Despite channelization,
life finds a way. And people do, too—the Los Angeles River is, perhaps, the most celebrated (in the sense of celebrity) flood control infrastructure on the planet. The whole city needs the wash to keep its role as a flood control measure, but some want to see it work as park, a
social focal point, an ecosystem, too. Some
like it as it is. Water flows downstream and life seems to follow it.
Jenny Odell writes:
I realized why it was so hard to define what a creek is. It’s not only that in some places it feels indistinguishable from infrastructure. It’s that a creek is just one form of water that needs to go somewhere, and water always needs to go somewhere.
I love the wash as it is, for all its flood-prevention utility; I hate the wash, for paving over tender soils; I love the wash, for its bizarre concrete shapes; I hate the wash, for causing us to lose so much of our precious water; I love the wash, for its drama and power in the arid landscape. We need to un-pave some of our urban environments, for the long-term sustainability of our groundwater and surface ecology, but the mythos of the wash will persist. The
FOVICKS site states, "there simply is no going back to a dirt bottom river without
removing the town around it."
Ian and I have been noodling on the architectural ramifications of water infrastructure for a little while, and the wash is a perfect candidate for further scrutiny.
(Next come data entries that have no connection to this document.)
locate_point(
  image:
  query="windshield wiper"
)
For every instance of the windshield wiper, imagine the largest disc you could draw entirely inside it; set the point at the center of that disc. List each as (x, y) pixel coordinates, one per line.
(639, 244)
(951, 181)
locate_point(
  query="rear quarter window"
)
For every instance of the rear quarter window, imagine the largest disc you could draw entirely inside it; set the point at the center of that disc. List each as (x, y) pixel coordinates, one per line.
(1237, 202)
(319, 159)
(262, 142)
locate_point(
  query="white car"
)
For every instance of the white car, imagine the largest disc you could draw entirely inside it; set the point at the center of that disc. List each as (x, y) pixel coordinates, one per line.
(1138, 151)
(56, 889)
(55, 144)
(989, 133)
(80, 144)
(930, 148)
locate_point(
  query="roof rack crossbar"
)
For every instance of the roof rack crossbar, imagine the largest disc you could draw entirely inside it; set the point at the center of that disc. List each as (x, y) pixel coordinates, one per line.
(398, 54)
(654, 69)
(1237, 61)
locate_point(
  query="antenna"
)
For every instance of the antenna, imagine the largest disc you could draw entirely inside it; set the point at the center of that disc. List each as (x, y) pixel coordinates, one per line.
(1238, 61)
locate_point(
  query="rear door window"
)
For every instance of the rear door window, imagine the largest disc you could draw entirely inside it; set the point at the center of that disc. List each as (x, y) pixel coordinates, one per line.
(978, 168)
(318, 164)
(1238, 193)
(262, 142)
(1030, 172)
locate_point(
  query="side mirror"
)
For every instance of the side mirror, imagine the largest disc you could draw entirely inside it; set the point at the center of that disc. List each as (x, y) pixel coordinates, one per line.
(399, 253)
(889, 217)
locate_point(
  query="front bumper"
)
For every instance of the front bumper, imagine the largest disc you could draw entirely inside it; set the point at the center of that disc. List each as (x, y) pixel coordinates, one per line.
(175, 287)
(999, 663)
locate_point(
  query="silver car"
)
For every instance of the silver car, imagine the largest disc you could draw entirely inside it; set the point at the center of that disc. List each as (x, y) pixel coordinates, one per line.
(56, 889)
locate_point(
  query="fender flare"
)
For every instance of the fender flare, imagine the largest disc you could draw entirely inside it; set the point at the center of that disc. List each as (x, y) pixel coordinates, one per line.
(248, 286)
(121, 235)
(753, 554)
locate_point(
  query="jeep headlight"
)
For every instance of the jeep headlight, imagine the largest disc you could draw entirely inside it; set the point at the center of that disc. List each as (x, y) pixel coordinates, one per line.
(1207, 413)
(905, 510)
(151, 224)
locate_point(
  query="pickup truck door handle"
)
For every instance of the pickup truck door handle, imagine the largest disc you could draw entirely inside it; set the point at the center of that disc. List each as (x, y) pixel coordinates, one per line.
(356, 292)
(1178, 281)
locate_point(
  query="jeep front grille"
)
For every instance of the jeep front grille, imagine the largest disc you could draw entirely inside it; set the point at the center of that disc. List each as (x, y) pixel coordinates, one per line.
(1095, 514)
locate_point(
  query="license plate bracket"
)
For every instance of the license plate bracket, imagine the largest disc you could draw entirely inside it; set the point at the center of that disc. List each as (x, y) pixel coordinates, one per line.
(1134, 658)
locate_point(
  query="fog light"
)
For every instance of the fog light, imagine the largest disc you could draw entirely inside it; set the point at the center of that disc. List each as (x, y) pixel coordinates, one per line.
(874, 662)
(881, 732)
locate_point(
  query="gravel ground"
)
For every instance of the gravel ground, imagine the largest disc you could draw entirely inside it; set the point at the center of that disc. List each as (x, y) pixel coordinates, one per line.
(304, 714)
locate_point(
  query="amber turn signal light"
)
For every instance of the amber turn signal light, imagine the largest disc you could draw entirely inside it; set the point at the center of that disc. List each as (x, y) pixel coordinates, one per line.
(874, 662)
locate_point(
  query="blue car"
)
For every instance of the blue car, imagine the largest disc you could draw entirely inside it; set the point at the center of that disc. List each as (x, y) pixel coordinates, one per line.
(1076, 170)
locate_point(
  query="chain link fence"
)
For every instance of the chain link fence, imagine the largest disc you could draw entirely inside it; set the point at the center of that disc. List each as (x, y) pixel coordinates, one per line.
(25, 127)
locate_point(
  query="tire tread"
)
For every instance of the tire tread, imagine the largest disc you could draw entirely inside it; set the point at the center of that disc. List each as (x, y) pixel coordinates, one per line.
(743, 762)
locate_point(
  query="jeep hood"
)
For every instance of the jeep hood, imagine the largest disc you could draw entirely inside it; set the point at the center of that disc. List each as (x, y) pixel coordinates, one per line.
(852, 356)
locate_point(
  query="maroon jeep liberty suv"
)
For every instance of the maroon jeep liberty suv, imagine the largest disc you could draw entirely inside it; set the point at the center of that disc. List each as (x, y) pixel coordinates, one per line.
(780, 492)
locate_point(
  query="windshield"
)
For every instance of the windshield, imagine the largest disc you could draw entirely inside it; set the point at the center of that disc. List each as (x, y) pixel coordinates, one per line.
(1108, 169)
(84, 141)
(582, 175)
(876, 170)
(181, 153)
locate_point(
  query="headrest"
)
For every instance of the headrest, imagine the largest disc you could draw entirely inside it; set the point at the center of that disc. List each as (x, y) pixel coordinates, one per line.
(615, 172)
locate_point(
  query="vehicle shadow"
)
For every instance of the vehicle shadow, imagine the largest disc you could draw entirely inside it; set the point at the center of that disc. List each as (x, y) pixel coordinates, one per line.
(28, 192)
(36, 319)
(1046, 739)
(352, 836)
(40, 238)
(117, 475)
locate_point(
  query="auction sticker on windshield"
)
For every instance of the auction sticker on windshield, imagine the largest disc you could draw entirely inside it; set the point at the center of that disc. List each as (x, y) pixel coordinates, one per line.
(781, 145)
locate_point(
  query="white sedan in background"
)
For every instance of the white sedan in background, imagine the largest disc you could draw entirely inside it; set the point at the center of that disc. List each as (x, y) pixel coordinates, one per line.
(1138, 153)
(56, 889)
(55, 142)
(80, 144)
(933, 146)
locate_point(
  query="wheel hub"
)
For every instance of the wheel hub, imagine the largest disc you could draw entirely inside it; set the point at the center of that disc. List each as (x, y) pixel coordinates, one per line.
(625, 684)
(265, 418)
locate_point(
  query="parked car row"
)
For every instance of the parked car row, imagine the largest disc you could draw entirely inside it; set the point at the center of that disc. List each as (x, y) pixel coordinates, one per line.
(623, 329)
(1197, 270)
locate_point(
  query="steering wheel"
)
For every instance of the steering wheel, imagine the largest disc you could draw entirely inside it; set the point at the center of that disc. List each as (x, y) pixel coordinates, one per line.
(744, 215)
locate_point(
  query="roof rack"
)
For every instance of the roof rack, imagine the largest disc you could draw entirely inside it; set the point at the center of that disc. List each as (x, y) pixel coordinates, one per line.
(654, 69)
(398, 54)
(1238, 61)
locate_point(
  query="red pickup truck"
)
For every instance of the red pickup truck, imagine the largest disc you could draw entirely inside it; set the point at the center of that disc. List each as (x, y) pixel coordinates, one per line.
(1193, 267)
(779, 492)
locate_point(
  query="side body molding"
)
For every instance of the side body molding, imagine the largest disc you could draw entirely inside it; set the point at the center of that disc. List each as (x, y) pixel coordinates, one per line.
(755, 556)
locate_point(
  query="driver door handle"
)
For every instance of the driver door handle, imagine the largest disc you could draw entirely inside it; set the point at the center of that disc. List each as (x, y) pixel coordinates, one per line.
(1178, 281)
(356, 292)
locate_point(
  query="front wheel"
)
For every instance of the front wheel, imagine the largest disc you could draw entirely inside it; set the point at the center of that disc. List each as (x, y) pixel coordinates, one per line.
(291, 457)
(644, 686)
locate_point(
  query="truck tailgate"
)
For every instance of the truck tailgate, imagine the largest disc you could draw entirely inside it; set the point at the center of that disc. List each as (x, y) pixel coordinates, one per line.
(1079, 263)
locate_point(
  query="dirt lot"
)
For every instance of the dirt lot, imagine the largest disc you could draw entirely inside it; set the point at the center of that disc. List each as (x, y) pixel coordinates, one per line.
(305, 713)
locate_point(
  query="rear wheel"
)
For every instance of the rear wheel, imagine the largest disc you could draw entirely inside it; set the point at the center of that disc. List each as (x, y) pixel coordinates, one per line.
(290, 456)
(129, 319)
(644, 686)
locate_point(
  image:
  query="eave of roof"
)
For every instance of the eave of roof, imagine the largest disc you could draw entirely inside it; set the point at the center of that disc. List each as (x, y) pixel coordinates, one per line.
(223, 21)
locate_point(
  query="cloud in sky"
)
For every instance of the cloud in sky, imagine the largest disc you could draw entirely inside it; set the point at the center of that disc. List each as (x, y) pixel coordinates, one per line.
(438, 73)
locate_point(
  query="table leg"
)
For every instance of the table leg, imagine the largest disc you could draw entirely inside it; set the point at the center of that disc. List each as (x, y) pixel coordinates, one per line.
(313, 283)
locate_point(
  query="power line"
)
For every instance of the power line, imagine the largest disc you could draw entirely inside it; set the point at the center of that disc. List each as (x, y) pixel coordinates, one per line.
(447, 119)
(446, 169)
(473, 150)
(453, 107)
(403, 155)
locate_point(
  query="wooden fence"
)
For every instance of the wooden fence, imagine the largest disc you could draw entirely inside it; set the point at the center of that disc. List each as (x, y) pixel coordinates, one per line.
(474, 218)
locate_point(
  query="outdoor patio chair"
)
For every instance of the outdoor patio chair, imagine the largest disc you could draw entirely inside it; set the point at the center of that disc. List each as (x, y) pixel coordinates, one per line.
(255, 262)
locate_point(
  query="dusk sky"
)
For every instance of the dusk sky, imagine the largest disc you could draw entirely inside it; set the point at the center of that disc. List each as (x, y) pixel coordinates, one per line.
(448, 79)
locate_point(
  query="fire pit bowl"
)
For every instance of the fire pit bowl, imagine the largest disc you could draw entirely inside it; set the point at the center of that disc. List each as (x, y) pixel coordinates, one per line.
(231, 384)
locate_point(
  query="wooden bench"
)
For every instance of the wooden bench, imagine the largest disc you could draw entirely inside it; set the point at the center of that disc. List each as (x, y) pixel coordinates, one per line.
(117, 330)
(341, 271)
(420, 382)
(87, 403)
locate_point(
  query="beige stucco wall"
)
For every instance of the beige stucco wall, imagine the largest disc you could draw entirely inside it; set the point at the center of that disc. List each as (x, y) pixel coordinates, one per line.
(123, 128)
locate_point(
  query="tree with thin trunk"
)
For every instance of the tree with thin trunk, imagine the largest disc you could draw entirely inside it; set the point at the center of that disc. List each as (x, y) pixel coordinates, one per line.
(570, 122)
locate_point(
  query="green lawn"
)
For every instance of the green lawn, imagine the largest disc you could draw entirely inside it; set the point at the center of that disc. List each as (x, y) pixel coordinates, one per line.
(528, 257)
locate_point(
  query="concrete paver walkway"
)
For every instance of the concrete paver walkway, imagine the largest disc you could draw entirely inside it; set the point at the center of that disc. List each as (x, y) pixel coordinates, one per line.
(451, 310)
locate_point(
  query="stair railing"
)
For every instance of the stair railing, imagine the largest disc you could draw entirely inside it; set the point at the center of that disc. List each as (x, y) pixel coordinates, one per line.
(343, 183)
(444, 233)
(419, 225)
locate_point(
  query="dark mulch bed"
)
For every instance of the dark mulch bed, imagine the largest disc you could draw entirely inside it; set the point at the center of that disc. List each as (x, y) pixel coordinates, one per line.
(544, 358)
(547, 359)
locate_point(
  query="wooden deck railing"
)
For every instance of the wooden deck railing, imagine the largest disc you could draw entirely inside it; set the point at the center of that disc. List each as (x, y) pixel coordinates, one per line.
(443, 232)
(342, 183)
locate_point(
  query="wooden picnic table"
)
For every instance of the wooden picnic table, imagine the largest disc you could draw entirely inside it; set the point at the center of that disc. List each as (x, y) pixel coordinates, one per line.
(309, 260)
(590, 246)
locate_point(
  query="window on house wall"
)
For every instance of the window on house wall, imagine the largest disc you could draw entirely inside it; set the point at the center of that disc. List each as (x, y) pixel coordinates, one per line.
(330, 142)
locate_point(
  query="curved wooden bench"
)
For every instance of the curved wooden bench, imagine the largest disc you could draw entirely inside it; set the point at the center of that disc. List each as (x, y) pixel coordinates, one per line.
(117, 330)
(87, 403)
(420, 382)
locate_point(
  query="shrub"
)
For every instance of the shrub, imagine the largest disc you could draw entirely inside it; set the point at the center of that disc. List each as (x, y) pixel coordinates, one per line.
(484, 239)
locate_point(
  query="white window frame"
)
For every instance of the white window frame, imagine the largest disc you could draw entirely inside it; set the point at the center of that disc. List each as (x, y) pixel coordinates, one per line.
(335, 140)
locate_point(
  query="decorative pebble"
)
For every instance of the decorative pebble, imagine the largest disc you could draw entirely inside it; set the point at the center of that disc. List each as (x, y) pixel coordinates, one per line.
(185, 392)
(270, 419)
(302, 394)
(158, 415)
Is the wash conceptualized as a natural space? As infrastructural? (akin to a freeway overpass?) What else can it be?
How do we experience its length and scale and variety?
How do we aestheticize its vast concrete expanses and careful geometry, with grasses yet poking through? How is its value—or "
revitalization" used as a tool for real estate valuation? How does it work, by itself and with the rest of the territory around it? Is the wash always downstream or upstream of something else? I prefer to think it can be a site of its own.